Scamwatch: timeshare resale fraud

Jess Bown
C5D9FG Worried about the taxes retirement couple paperwork man; woman; depressed; depression; utility; bills; bill; gas; electri
C5D9FG Worried about the taxes retirement couple paperwork man; woman; depressed; depression; utility; bills; bill; gas; electri

Stay one step ahead of the fraudsters with our series of articles giving you the lowdown on the scams they use to trick people out of their hard-earned cash - and how to avoid being taken in by them.

This week, timeshare resale fraud used to scam thousands of British holidaymakers every year.

How does it work?
Timeshare sales are rife with scams, such as when people are invited to a presentation where they will receive a gift or prize, before being asked to pay an administration fee that actually more than covers the cost of this "gift" and being pressured into signing a timeshare contract.

And some of the tricks used on people who already have timeshares are even nastier. Spanish police announced this week that they had smashed a timeshare fraud ring run by Britons on the Costa del Sol.

According to their report, the ring was raking in more than £4 million a year and has scammed at least 500 people out of up to £35,000 each using a three-tier fraud initial calls from fake resale agents, followed by people posing as lawyers and finally court officials.

Inspector Mercedes Perez Quesada, the lead investigator on the case, said: "Once victims had been conned and knew they were never going to get their money back, a second group of people would call claiming to be lawyers saying they were going to launch a group action on behalf of victims and asking once again for money upfront.

"The third tier involved people posing as court officials ringing victims and saying cases had been resolved in their favour but they had to pay fees so they could obtain their cash settlements."

How can I avoid being caught out?
The timeshare resale market is virtually non-existent, so you should always be very wary if you are contacted by a company claiming to be able to sell yours on.
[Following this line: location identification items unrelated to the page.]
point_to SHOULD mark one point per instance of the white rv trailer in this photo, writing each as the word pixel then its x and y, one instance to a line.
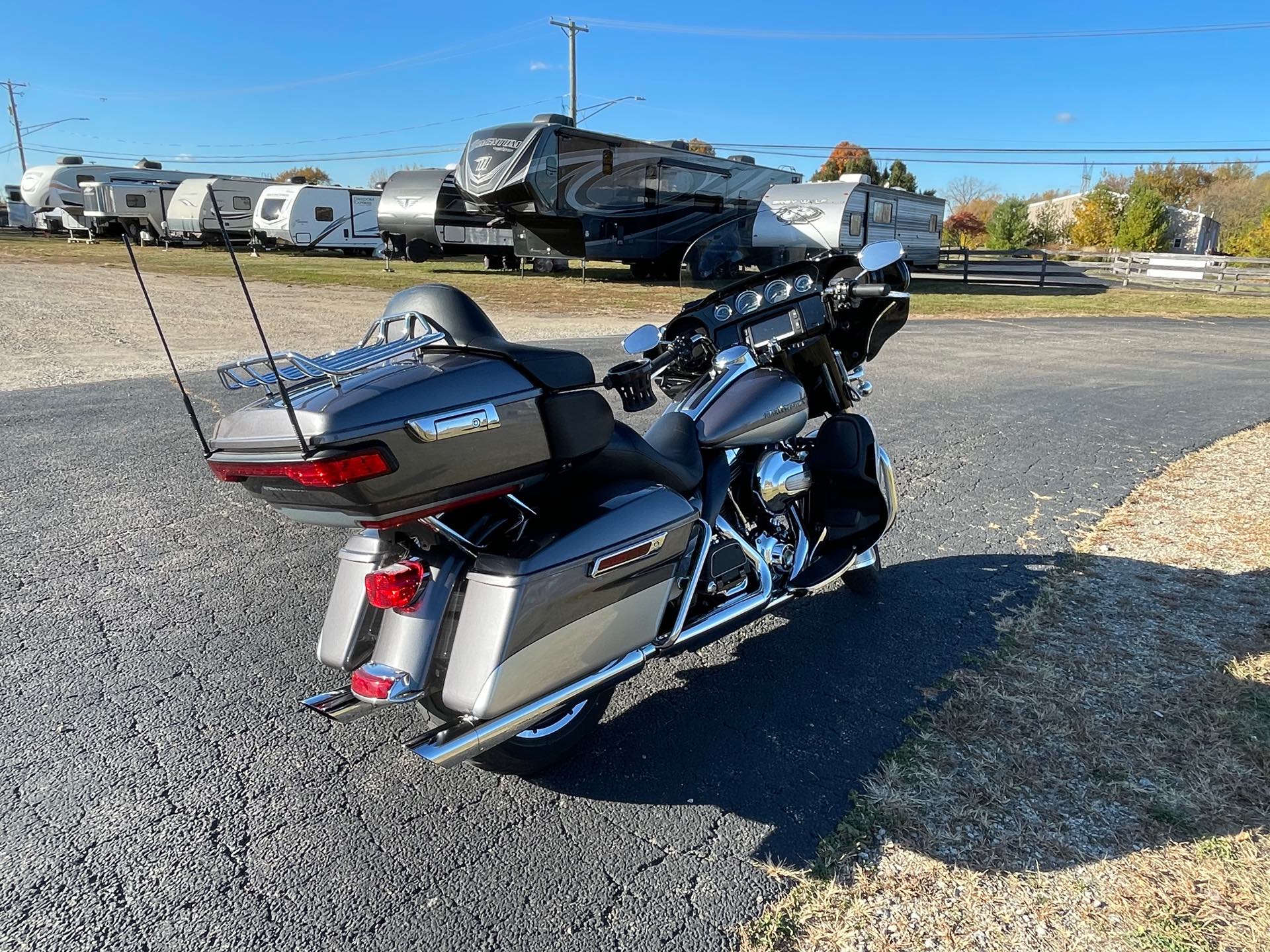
pixel 19 212
pixel 190 216
pixel 312 218
pixel 127 206
pixel 847 215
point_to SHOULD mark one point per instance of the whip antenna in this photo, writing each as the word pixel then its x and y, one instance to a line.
pixel 163 339
pixel 259 328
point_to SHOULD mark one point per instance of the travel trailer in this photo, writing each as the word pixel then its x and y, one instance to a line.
pixel 312 218
pixel 423 215
pixel 19 215
pixel 849 214
pixel 134 207
pixel 575 193
pixel 190 218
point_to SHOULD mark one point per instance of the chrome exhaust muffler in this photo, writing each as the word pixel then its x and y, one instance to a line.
pixel 487 735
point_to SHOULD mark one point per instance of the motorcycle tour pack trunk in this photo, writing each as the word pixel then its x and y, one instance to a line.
pixel 452 426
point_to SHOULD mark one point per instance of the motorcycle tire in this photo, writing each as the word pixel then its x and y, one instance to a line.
pixel 864 582
pixel 548 742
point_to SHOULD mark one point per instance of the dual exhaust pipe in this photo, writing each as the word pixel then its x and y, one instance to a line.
pixel 462 742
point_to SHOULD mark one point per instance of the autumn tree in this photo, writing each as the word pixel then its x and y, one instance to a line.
pixel 1049 226
pixel 1144 221
pixel 1096 218
pixel 966 229
pixel 1251 243
pixel 847 159
pixel 312 175
pixel 966 190
pixel 1009 226
pixel 898 175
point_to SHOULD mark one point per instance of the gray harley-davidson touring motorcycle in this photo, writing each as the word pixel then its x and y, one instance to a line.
pixel 519 553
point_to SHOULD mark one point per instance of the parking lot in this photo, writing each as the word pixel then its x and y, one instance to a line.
pixel 165 791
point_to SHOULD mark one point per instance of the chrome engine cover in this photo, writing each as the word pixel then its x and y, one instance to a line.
pixel 780 479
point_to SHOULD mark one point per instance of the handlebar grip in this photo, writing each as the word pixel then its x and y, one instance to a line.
pixel 870 290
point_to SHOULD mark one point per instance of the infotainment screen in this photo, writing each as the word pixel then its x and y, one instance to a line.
pixel 784 325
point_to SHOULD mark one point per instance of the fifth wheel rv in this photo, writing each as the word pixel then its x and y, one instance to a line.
pixel 577 193
pixel 423 215
pixel 849 214
pixel 318 218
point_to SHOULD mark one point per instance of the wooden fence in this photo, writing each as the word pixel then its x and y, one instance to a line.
pixel 1214 273
pixel 1032 267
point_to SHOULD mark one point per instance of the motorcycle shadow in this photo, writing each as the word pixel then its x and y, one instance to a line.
pixel 780 723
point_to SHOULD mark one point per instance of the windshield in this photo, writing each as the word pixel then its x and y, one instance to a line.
pixel 730 252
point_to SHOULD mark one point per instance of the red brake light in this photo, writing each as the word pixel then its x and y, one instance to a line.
pixel 397 586
pixel 371 686
pixel 325 473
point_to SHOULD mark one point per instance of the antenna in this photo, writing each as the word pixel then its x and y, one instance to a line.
pixel 163 339
pixel 259 328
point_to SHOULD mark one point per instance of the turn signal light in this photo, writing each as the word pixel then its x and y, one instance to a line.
pixel 324 474
pixel 397 586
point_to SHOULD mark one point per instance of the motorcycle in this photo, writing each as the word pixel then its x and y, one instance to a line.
pixel 520 551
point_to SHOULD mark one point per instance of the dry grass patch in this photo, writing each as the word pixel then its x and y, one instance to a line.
pixel 1104 779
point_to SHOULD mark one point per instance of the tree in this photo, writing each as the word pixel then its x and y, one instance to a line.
pixel 966 188
pixel 312 175
pixel 1176 183
pixel 384 173
pixel 1009 226
pixel 1096 218
pixel 966 229
pixel 1251 243
pixel 1144 222
pixel 900 177
pixel 1049 226
pixel 847 159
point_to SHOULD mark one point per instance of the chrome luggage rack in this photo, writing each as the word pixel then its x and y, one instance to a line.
pixel 380 344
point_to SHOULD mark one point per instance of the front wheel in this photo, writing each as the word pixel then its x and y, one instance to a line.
pixel 548 742
pixel 864 582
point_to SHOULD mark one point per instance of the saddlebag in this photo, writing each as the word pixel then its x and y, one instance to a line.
pixel 582 590
pixel 451 427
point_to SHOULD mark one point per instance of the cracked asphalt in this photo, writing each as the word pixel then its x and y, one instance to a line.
pixel 163 791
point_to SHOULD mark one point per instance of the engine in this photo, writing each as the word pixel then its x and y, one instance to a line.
pixel 780 477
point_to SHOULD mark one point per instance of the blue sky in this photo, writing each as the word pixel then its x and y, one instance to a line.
pixel 175 80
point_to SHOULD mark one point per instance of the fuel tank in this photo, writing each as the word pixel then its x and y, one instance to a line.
pixel 762 405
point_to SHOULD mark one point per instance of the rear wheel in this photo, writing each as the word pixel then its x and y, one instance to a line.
pixel 548 742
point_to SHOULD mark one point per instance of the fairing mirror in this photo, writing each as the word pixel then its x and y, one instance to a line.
pixel 642 339
pixel 878 254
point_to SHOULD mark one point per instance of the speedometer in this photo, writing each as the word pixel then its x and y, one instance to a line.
pixel 748 301
pixel 778 291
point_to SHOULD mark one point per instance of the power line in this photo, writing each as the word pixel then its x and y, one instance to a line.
pixel 472 46
pixel 925 37
pixel 328 139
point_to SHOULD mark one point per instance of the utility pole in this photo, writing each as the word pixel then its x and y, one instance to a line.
pixel 17 126
pixel 572 31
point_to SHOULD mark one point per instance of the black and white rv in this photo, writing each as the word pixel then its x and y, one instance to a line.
pixel 849 214
pixel 575 193
pixel 423 215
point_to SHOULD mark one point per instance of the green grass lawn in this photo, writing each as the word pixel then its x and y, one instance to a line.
pixel 609 287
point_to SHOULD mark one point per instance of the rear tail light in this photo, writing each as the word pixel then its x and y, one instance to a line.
pixel 398 586
pixel 325 474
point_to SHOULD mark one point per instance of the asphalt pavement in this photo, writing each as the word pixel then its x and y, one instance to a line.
pixel 161 790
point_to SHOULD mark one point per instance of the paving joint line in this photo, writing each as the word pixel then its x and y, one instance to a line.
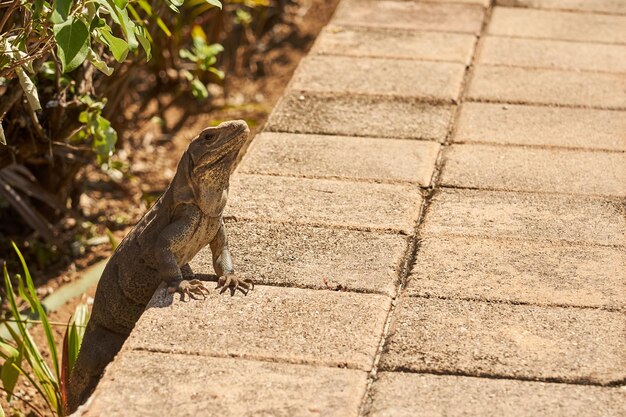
pixel 338 178
pixel 395 58
pixel 543 104
pixel 371 96
pixel 495 238
pixel 484 375
pixel 500 35
pixel 560 193
pixel 352 136
pixel 539 146
pixel 519 303
pixel 541 38
pixel 348 94
pixel 264 359
pixel 559 69
pixel 372 229
pixel 563 9
pixel 271 129
pixel 414 242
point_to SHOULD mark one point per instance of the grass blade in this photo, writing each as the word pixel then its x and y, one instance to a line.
pixel 34 302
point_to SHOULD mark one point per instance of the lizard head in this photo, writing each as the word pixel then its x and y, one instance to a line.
pixel 218 145
pixel 206 165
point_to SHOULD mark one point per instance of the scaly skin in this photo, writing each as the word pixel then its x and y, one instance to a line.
pixel 186 218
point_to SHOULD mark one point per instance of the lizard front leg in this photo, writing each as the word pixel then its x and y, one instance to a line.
pixel 172 239
pixel 223 265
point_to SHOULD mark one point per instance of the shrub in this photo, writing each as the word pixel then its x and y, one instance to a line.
pixel 48 380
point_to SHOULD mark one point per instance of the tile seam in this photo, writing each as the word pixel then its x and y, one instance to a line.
pixel 562 9
pixel 254 358
pixel 499 301
pixel 558 69
pixel 560 193
pixel 537 146
pixel 414 241
pixel 617 383
pixel 551 242
pixel 543 38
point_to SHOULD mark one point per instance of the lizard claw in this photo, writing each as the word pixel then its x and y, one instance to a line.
pixel 194 289
pixel 232 283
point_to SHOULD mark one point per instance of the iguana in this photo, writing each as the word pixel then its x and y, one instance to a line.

For those interested in investing in a timeshare property, meanwhile, it is sensible to research the company, the development and the local rental market thoroughly before signing up.

Other tips include always getting a lawyer to look over timeshare contracts, whether for sale or resale.

I've been defrauded. What should I do?
If you are caught out by a fraudulent timeshare company, you should cease contact with the fraudsters and report it immediately to Action Fraud on 0300 123 2040.

Under the Timeshare Regulations 2010, all timeshare agreements signed in the UK come with a 14-day cooling off period, while those signed elsewhere in the European Union give you 10 days to change your mind.

You should cancel the agreement in writing - preferably by recorded delivery - if you want to take advantage of this right.